1. Durchgang: Der zweite Deutsche Pius Paschke muss lange auf seinen Sprung warten, der Balken wird zweimal heruntergesetzt. Paschke springt 127 Meter und schlägt den Japaner Junshiro Kobayashi (128,5 Meter), da er noch Bonuspunkte bekommt. Platz vier für den Deutschen.

1. Durchgang: Der Norweger Mariius Lindvik nutzt die Bedingungen und schafft starke 132 Meter.

1. Durchgang: Die Verhältnisse haben sich wieder stabilisiert, das Springen wird mit der nächsten Paarung fortgesetzt.

Springen unterbrochen: Wind sorgt für langes Warten

1. Durchgang: Das Springen ist derzeit wegen starkem Aufwind unterbrochen. Die Kampfrichter warten die Verhältnisse ab.

1. Durchgang: Der Österreicher Jan Hoerl, bester im Probedurchgang, bringt es auf 123,5 Meter.

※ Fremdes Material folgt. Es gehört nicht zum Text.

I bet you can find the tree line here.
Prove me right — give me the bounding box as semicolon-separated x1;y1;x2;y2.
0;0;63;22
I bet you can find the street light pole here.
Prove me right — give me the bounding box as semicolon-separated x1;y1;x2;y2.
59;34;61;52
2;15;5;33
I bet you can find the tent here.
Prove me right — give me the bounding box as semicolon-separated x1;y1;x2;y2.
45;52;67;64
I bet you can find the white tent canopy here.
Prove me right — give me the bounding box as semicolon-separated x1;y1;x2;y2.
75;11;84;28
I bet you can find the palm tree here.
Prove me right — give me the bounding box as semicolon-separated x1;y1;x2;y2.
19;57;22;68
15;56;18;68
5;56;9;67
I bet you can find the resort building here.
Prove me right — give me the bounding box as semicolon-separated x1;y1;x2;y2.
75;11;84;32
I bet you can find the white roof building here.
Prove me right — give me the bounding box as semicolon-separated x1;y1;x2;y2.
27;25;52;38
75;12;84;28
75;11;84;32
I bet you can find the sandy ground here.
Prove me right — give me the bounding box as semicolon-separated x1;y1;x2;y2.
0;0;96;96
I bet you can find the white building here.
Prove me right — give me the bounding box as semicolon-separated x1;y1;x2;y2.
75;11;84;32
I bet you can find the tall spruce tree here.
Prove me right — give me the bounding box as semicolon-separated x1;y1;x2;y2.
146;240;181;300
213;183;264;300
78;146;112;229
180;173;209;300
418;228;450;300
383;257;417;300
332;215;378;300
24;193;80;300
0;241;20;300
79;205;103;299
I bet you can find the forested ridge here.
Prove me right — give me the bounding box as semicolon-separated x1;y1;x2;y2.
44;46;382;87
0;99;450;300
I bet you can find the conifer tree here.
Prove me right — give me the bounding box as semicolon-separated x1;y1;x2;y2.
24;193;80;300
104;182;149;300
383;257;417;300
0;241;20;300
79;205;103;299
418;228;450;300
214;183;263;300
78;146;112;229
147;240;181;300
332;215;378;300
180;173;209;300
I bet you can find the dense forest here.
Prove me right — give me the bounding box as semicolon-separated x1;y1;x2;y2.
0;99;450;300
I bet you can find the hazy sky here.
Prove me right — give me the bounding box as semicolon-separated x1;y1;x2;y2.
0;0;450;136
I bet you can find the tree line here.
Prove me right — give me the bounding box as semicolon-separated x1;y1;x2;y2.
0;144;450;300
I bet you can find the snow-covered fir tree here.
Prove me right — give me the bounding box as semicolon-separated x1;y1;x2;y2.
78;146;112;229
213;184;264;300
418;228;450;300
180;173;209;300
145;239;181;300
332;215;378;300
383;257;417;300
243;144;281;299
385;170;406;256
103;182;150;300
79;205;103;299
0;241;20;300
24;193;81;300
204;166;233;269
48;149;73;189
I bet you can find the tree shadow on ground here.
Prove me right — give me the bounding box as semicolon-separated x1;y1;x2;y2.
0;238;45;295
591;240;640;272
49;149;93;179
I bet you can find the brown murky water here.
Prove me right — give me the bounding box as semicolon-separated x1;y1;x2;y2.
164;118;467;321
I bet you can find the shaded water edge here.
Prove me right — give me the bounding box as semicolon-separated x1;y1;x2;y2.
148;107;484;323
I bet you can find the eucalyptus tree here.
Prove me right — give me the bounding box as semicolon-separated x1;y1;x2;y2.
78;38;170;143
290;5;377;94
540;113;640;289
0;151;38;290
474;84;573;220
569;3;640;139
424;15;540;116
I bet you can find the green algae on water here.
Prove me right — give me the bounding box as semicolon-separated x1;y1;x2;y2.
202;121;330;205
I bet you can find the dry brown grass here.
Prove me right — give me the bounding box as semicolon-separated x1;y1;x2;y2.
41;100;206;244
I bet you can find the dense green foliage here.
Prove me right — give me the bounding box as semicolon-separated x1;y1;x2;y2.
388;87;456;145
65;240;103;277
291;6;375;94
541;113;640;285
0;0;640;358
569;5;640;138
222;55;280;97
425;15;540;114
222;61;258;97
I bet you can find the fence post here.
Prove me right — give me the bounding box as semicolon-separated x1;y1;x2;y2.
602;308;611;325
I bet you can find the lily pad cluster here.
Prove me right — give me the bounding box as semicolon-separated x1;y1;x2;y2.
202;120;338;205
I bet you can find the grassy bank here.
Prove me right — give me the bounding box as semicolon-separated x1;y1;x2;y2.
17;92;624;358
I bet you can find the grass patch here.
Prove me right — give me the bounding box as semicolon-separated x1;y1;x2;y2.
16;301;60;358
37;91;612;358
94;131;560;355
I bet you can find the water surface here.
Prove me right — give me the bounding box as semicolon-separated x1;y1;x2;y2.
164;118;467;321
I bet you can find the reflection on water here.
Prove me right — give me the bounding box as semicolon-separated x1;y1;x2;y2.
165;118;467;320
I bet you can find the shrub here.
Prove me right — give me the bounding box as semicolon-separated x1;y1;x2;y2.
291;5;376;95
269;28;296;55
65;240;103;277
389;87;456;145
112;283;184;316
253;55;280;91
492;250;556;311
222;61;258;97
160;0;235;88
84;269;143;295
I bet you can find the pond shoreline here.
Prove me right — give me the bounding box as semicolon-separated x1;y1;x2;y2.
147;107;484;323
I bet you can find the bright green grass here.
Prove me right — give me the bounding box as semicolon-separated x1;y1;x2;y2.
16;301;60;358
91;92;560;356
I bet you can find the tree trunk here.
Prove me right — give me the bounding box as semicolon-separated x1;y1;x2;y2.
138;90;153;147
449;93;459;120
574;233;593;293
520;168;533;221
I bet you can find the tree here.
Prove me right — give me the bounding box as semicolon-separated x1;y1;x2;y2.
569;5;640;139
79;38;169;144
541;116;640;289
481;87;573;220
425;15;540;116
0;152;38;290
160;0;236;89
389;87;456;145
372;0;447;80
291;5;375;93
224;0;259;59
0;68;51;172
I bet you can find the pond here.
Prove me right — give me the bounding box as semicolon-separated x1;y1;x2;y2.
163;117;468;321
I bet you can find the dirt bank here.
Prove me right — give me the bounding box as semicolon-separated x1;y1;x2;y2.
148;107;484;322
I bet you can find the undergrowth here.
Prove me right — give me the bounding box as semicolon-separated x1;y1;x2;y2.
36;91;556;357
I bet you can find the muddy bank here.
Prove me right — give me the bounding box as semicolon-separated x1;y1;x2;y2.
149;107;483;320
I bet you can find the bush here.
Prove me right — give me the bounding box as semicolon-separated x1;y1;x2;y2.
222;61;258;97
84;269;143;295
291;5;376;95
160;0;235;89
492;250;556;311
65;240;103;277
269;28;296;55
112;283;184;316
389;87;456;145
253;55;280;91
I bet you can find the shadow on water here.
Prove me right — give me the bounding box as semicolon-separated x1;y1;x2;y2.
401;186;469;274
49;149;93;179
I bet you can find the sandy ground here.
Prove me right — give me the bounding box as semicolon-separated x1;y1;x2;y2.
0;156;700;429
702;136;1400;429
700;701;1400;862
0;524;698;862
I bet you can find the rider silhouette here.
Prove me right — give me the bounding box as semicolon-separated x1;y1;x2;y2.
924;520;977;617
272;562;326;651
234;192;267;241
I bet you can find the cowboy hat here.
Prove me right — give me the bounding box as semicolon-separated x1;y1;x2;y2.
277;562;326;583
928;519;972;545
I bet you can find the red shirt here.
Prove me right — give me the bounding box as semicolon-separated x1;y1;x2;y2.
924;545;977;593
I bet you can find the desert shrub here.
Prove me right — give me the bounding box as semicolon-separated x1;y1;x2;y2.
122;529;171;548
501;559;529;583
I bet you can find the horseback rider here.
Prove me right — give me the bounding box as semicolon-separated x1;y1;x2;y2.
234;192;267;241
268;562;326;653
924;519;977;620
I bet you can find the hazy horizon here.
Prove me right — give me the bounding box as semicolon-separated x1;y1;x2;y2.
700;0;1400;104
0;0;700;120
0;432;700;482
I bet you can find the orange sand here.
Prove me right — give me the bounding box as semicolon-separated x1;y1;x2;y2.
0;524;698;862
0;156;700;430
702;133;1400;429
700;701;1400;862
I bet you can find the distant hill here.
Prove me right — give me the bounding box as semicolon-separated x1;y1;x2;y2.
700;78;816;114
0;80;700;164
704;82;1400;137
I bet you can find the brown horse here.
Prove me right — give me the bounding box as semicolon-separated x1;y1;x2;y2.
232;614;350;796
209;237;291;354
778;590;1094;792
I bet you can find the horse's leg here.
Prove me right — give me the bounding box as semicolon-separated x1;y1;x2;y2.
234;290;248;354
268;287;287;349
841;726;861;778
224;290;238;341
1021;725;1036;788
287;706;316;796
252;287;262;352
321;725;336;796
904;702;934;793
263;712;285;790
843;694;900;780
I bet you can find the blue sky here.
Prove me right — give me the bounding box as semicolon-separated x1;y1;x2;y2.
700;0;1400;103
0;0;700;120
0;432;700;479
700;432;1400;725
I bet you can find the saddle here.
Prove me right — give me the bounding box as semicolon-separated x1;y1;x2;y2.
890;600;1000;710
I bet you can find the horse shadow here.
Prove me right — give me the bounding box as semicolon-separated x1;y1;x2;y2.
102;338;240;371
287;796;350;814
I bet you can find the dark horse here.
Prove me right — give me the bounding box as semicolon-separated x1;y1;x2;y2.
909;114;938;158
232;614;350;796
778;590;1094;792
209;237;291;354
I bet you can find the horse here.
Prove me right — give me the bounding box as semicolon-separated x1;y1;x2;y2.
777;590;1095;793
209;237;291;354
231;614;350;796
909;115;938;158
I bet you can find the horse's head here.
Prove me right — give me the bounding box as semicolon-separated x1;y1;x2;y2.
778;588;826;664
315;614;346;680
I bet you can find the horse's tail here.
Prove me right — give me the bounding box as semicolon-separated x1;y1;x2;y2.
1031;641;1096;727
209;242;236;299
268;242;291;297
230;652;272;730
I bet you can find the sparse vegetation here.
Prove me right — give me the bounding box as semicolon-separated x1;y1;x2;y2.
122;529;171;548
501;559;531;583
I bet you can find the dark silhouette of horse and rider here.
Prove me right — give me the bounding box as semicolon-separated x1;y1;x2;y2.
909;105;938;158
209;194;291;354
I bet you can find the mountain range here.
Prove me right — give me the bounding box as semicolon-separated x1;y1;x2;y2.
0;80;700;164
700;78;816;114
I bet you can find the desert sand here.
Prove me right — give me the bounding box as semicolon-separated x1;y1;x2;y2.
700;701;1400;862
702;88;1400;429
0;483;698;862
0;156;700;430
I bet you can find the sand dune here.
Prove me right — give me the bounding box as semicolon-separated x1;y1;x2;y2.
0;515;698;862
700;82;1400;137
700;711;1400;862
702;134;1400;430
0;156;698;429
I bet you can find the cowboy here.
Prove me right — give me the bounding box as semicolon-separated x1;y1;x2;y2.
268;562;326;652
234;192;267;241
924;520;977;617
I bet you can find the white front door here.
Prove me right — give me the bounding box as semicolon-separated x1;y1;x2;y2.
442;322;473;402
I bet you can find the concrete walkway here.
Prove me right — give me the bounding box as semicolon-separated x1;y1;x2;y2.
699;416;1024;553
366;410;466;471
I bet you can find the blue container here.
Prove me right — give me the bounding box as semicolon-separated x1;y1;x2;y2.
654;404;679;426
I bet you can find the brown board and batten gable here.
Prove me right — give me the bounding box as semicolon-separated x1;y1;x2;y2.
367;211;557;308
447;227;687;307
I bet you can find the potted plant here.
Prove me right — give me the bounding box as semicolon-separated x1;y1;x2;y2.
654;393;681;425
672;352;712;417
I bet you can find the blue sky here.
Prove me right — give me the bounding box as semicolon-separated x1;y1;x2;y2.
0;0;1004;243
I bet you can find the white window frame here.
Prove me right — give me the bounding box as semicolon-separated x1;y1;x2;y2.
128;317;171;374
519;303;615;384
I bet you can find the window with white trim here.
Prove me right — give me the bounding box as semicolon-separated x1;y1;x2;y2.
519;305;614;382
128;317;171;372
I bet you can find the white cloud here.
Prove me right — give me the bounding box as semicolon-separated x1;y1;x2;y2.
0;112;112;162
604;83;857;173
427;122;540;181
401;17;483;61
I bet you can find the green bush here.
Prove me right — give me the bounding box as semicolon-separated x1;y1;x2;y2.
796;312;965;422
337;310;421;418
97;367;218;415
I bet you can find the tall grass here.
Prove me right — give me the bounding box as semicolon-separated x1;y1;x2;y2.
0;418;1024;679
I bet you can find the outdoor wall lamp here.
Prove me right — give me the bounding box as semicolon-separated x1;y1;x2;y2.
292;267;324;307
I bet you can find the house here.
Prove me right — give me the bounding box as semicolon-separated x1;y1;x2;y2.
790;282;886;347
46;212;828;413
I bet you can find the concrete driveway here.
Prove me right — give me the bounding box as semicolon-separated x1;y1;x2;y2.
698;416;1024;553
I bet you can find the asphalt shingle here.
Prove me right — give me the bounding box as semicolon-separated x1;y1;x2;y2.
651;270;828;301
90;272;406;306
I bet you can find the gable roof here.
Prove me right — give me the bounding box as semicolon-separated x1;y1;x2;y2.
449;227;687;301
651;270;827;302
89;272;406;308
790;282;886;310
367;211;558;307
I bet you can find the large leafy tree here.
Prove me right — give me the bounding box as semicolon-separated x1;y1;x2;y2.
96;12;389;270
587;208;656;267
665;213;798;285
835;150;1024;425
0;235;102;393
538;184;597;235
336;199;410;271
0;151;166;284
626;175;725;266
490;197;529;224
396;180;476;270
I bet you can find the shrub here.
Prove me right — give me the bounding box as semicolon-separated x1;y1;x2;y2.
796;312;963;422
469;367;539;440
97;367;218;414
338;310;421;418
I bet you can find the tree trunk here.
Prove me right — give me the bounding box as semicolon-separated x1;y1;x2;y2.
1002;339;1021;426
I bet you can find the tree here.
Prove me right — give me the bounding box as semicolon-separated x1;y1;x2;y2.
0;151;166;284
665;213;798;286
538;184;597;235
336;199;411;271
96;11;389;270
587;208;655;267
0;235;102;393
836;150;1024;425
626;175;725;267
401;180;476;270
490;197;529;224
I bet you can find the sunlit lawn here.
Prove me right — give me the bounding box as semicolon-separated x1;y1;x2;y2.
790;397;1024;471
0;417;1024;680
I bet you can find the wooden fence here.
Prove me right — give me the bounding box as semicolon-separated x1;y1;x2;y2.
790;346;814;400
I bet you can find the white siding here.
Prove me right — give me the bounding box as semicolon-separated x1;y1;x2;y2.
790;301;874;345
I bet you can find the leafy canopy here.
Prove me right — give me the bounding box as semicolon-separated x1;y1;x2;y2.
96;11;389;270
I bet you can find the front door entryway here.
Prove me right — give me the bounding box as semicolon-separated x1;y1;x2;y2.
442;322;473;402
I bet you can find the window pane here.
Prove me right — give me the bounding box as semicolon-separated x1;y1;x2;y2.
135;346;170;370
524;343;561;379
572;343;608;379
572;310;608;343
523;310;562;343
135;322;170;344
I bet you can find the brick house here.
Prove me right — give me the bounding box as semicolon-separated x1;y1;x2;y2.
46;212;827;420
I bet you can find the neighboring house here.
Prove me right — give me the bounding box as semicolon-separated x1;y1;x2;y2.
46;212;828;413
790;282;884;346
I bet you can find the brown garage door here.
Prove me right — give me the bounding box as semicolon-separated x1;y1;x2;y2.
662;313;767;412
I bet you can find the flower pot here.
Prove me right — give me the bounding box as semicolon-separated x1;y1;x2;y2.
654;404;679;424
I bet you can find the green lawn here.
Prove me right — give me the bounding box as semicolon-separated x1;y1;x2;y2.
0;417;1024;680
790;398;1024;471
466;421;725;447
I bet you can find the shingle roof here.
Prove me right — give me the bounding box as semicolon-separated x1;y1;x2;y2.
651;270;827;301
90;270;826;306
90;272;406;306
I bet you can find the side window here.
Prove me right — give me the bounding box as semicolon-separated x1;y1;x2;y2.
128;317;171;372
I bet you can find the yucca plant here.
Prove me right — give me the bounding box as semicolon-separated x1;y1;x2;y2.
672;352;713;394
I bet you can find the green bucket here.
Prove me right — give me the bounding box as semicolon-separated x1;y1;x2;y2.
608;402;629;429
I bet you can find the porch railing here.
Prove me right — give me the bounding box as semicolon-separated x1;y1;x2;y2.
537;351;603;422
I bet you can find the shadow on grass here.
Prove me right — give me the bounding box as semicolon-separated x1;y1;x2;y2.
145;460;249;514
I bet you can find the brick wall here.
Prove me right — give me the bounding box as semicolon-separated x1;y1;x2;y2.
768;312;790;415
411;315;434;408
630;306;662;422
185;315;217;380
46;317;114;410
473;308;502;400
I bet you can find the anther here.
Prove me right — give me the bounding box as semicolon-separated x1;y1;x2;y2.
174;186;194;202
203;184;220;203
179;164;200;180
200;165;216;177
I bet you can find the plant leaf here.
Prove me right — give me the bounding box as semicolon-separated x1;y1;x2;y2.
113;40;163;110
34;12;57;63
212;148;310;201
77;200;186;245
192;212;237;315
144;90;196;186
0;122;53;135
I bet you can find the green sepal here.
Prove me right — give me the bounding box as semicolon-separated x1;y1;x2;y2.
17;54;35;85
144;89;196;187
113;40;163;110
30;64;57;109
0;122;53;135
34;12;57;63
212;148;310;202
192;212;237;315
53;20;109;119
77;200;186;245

1. Durchgang: Der erste deutsche Springer legt los: Stephan Leyhe setzt sich mit 123 Metern gegen den Polen Zniszczol durch.

1. Durchgang: Der Japaner Ren Nikaido springt starke 126,5 Meter.

1. Durchgang: Der dreimalige Vierschanzentournee-Sieger Kamil Stoch scheitert an Lovro Kos.

1. Durchgang: Manuel Fettner setzt sich mit 141 Punkten in Führung.

1. Durchgang: Der Titelverteidiger legt los: Halvor Egner Granerud springt nur auf 105,5 Meter. Der Norweger scheidet damit vorzeitig aus. Eine dicke Überraschung.

1. Durchgang: Der Schweizer Gregor Deschwanden schafft 124 Meter, die beste Weite des Tages bisher.Der Slowene Timi Zajc kann da bei 121 Metern nicht ganz mithalten.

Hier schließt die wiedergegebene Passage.